L’ancienne caserne Maurice de Saxe était bien un squat…

Quand l’ancienne caserne Maurice de Saxe a brûlé, en plein centre-ville de Blois, nous avions dénoncé, auprès des élus municipaux de l’époque, le laisser-aller qui avait mené à une telle catastrophe, aucune décision n’ayant été prise quant à la sauvegarde et à la protection du site. «Cet endroit n’aurait jamais dû être squatté» avions-nous avancé lors de nos entretiens, in situ ou sur zone comme diraient les bidasses, presque au coin du feu puisque ça brûlait dru…Une adjointe au maire de l’époque, puisqu’elle n’est pas repartie avec et dans la nouvelle équipe, nous avait sèchement rétorqué qu’il était facile d’accuser sans preuves, ce qui s’appelait de la délation,  alors que nous en possédions avec certains témoignages.

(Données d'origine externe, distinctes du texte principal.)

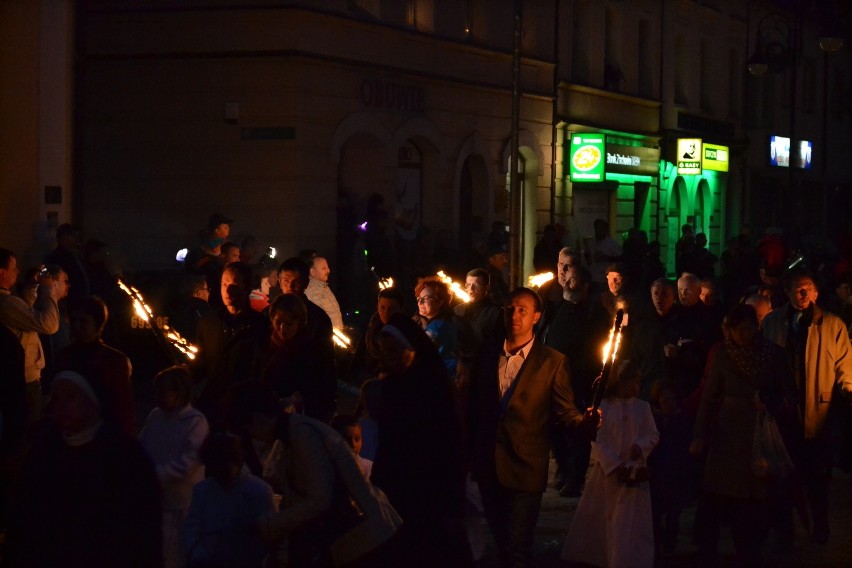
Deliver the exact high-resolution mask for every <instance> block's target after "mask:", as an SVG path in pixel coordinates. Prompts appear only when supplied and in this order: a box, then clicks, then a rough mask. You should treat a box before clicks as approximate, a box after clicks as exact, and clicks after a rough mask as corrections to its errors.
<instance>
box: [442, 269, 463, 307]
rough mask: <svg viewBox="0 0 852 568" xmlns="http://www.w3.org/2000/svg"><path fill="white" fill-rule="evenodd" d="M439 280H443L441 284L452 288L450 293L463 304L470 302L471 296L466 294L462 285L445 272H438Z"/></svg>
mask: <svg viewBox="0 0 852 568" xmlns="http://www.w3.org/2000/svg"><path fill="white" fill-rule="evenodd" d="M438 278H440V279H441V282H443V283H444V284H446V285H447V286H449V287H450V292H452V293H453V295H454V296H455V297H456V298H458V299H459V300H460V301H461V302H462V303H467V302H469V301H470V294H468V293H467V292H465V290H464V288H462V285H461V284H459V283H458V282H453V279H452V278H450V277H449V276H447V274H446V273H445V272H444V271H443V270H439V271H438Z"/></svg>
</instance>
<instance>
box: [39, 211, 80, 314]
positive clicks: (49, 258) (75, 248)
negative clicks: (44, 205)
mask: <svg viewBox="0 0 852 568" xmlns="http://www.w3.org/2000/svg"><path fill="white" fill-rule="evenodd" d="M81 246H82V243H81V242H80V229H78V228H77V227H75V226H73V225H70V224H68V223H63V224H62V225H59V227H57V229H56V248H55V249H53V250H52V251H50V253H49V254H48V255H47V256H46V257H45V258H44V263H45V264H58V265H59V266H61V267H62V270H64V271H65V274H67V275H68V283H69V284H71V287H70V288H69V289H68V300H69V301H73V300H76V299H77V298H85V297H86V296H88V295H89V294H90V293H91V292H90V289H89V277H88V275H87V274H86V268H85V266H84V265H83V258H82V256H81V255H80V248H81Z"/></svg>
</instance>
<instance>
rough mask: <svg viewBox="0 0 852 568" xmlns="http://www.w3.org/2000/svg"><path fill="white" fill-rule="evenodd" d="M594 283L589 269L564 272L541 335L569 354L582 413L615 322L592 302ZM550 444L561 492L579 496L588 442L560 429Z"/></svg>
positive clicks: (559, 428) (601, 308)
mask: <svg viewBox="0 0 852 568" xmlns="http://www.w3.org/2000/svg"><path fill="white" fill-rule="evenodd" d="M591 284H592V275H591V273H590V272H589V271H588V269H586V268H584V267H581V266H578V267H576V268H569V269H568V270H567V271H566V274H565V292H564V295H563V301H562V302H561V303H560V304H558V306H557V307H556V308H555V309H554V310H553V313H552V316H551V321H550V322H549V324H548V326H547V328H546V329H545V330H544V334H543V339H544V343H545V345H547V346H548V347H552V348H554V349H556V350H557V351H559V352H560V353H562V354H563V355H565V357H566V359H567V362H568V368H569V370H570V375H571V386H572V388H573V390H574V399H575V401H576V403H577V405H579V406H580V407H581V408H585V407H586V406H587V405H588V404H589V403H590V402H591V387H592V383H593V382H594V380H595V377H597V376H598V373H599V372H600V370H601V366H602V364H603V362H602V361H601V356H600V353H601V347H602V346H603V345H604V344H605V343H606V340H607V337H608V334H609V329H610V328H611V327H612V318H611V317H610V316H609V314H608V313H607V312H606V310H605V309H604V307H603V306H602V305H601V303H600V302H599V301H597V299H596V298H595V299H590V298H589V291H590V288H591ZM552 442H553V454H554V456H555V457H556V463H557V466H558V468H559V469H558V471H557V474H556V479H557V481H556V483H557V486H558V487H559V493H560V494H561V495H563V496H569V497H577V496H579V495H580V489H581V488H582V486H583V481H584V480H585V477H586V469H587V468H588V466H589V452H590V451H591V445H590V443H589V438H588V436H587V435H586V434H585V433H581V432H577V431H576V430H569V431H566V430H565V429H564V428H560V427H559V425H557V426H556V429H555V430H554V432H553V440H552Z"/></svg>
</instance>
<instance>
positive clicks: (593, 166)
mask: <svg viewBox="0 0 852 568" xmlns="http://www.w3.org/2000/svg"><path fill="white" fill-rule="evenodd" d="M566 134H568V136H566V151H565V161H566V162H567V166H568V167H567V173H568V176H567V177H568V181H569V182H570V183H569V191H570V195H571V198H572V203H573V208H572V209H573V217H572V221H573V227H574V232H575V234H576V235H577V246H579V247H580V248H581V249H582V248H585V243H586V242H587V241H588V240H589V239H591V238H593V235H594V232H593V223H594V220H595V219H597V218H601V219H606V220H608V221H609V224H610V228H611V231H610V232H611V235H612V236H613V237H614V238H616V240H622V239H623V238H624V236H626V234H627V231H628V230H629V229H631V228H634V227H636V228H639V229H641V230H642V231H645V233H646V234H647V235H648V238H649V240H653V239H656V238H657V235H658V233H659V226H660V218H659V214H658V209H659V208H658V203H659V195H660V184H659V173H660V170H659V164H660V150H659V148H658V147H657V140H656V139H654V138H650V137H647V136H640V135H635V134H629V133H624V132H612V131H606V132H604V131H601V132H576V131H575V132H569V133H566Z"/></svg>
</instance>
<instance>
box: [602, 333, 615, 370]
mask: <svg viewBox="0 0 852 568" xmlns="http://www.w3.org/2000/svg"><path fill="white" fill-rule="evenodd" d="M614 337H615V329H614V328H613V329H610V330H609V339H607V341H606V345H604V350H603V361H602V362H603V363H604V364H606V362H607V360H608V359H609V357H610V355H611V354H612V340H613V338H614Z"/></svg>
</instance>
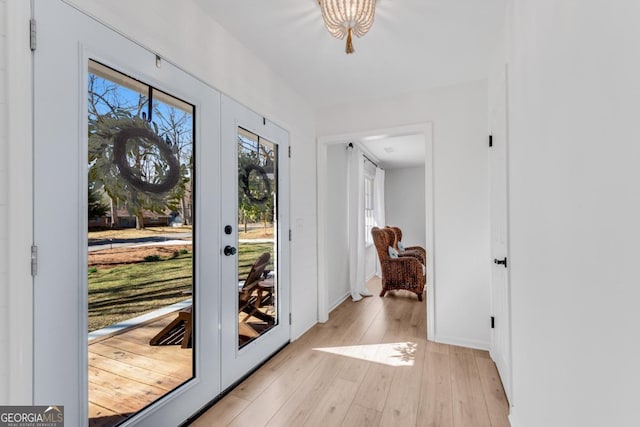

L’ex-caserne a été de nouveau investie, après pansements provisoires, pour relancer le programme immobilier qui n’y avait jamais démarré. Le périmètre est clos, sécurisé, surveillé.
Et la meilleure preuve de ce que nous avancions à l’époque s’est affichée et concrétisée sur le mur principal de l’avenue Maunoury, bien en façade, visible de la rue, noir sur gris «Ouvrez le squatt» (sic),  ce qui prouve donc qu’il existait bien avant les flammes dévastatrices.
Dur, dur d’être (ancienne) élue et de penser tout savoir, à défaut de détenir la vérité.